The RFPM can be used easily by people to capture food intake information over long periods of time; therefore, semi-automated procedures were developed that rely on both human operators and computer automation to expedite data analysis. This semi-automated approach is adaptable, which allows new technology to be integrated into the procedures and the Food Photography Application© as the Food Photography Application© is further developed and updated. The Food Photography Application© remains the central location for data storage, management, and analysis; therefore, the semi-automated approach can be applied to data collected in both cafeteria settings with the Digital Photography of Foods Method and in free-living conditions with the RFPM. Descriptions of semi-automated techniques are described in more detail in (Gunturk, 2011, Martin et al., 2009b, Zhang and Gunturk, 2008a, Zhang and Gunturk, 2008b, Zhang and Gunturk, 2009). Briefly, when food images are captured a black and white reference card, which is the size of a credit card, is included in the image (Figure 2). This card allows the computer application to correct and standardize images for color and perspective, allowing participants to eat food from any size plate. Computer imaging algorithms can also be employed to automatically identify foods and estimate portion size (Martin et al., 2009b). A Smartphone-based application (i.e., an “app”) has been developed that facilitates the automatic identification of foods via bar code scanning and PLU (Price Look Up) codes.

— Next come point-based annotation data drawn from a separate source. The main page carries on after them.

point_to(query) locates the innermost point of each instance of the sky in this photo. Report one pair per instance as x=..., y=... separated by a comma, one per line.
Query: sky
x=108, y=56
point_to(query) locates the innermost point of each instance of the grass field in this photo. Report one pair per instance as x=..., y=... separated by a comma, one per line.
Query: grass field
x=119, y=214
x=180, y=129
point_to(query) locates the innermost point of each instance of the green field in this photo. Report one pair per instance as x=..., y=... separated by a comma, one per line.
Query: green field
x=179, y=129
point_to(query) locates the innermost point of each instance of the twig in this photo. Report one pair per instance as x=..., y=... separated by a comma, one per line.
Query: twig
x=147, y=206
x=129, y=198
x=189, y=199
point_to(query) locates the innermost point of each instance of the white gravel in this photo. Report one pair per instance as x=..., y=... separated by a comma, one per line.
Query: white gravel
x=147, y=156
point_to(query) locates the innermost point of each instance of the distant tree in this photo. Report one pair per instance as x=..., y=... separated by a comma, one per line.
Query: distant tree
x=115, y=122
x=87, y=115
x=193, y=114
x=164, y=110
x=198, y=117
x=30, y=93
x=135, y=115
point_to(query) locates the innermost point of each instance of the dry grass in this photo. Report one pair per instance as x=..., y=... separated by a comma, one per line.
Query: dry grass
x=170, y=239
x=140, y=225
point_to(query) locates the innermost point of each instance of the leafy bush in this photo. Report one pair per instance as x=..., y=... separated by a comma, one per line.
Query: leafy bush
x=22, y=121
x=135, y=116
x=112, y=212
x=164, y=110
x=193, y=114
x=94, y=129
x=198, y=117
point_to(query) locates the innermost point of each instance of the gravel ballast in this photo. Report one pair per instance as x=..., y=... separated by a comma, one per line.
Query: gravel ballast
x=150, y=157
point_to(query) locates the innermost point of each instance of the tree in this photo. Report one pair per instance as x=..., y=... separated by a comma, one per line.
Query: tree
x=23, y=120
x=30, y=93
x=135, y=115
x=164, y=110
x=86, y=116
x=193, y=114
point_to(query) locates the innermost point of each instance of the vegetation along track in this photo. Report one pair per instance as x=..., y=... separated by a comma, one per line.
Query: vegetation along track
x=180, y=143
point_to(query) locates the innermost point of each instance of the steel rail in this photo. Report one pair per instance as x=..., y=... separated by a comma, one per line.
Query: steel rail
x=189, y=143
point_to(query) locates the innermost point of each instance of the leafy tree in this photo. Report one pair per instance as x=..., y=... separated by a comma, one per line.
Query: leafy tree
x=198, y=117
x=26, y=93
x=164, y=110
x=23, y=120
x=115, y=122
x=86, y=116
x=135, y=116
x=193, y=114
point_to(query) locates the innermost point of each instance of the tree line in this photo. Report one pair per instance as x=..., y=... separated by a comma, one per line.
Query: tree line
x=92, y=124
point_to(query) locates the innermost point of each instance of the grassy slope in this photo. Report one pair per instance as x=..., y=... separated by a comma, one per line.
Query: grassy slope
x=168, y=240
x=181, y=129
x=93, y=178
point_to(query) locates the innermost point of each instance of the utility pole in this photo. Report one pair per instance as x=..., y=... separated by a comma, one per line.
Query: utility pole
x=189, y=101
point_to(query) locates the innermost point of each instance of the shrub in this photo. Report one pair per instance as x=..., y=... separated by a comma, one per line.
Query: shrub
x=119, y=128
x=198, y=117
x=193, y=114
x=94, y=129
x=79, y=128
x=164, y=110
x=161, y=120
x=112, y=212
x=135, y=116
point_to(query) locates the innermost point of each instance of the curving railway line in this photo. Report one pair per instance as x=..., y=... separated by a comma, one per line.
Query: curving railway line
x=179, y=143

The app also includes a voice message feature that allows participants to quickly use the Smartphone to record a description of the food. The app packages these data (e.g., the food image and the identity of the food from its barcode, PLU number, or the participant’s voice message) and transmits the data package to the Food Photography Application© for estimation of food selection and leftovers, with food intake being calculated as the difference between these two values, as described earlier.
The RFPM is an innovative approach to food intake assessment, but it is susceptible to certain weaknesses, including people forgetting to capture food images or losing the Smartphone. To address these concerns, ecological momentary assessment (EMA) methods (Stone, 1994) were integrated into the RFPM to reduce the occurrence of missing data and to foster data integrity. EMA methods utilize communication technology to measure behavioral phenomenon (e.g., tobacco use, binge eating) in real-time in natural settings, which results in ecologically valid data (Stone, 1994). The RFPM incorporated EMA methods by sending prompts (emails, text messages) to peoples’ Smartphones to remind them to capture food images. These prompts are scheduled for automatic delivery through the Food Photography Application© based on individual participant’s meal times, and the timing and frequency of the prompts can be modified. An example of a prompt is “Did you eat or drink anything today and forget to take a picture?”, and participants must reply to each prompt by answering “yes” or “no” with the push of a few buttons or they can type a detailed response. The Food Photography Application© tracks the delivery and response to each prompt and sends reports to the study team summarizing these data, as well as the number of food images received. The study team can easily detect missing data since data transfer occurs in near real-time. Figure 3 includes an illustration of the data collection and transfer process. If a participant is not able to capture images of his/her foods, a back-up method (e.g., food record) is used.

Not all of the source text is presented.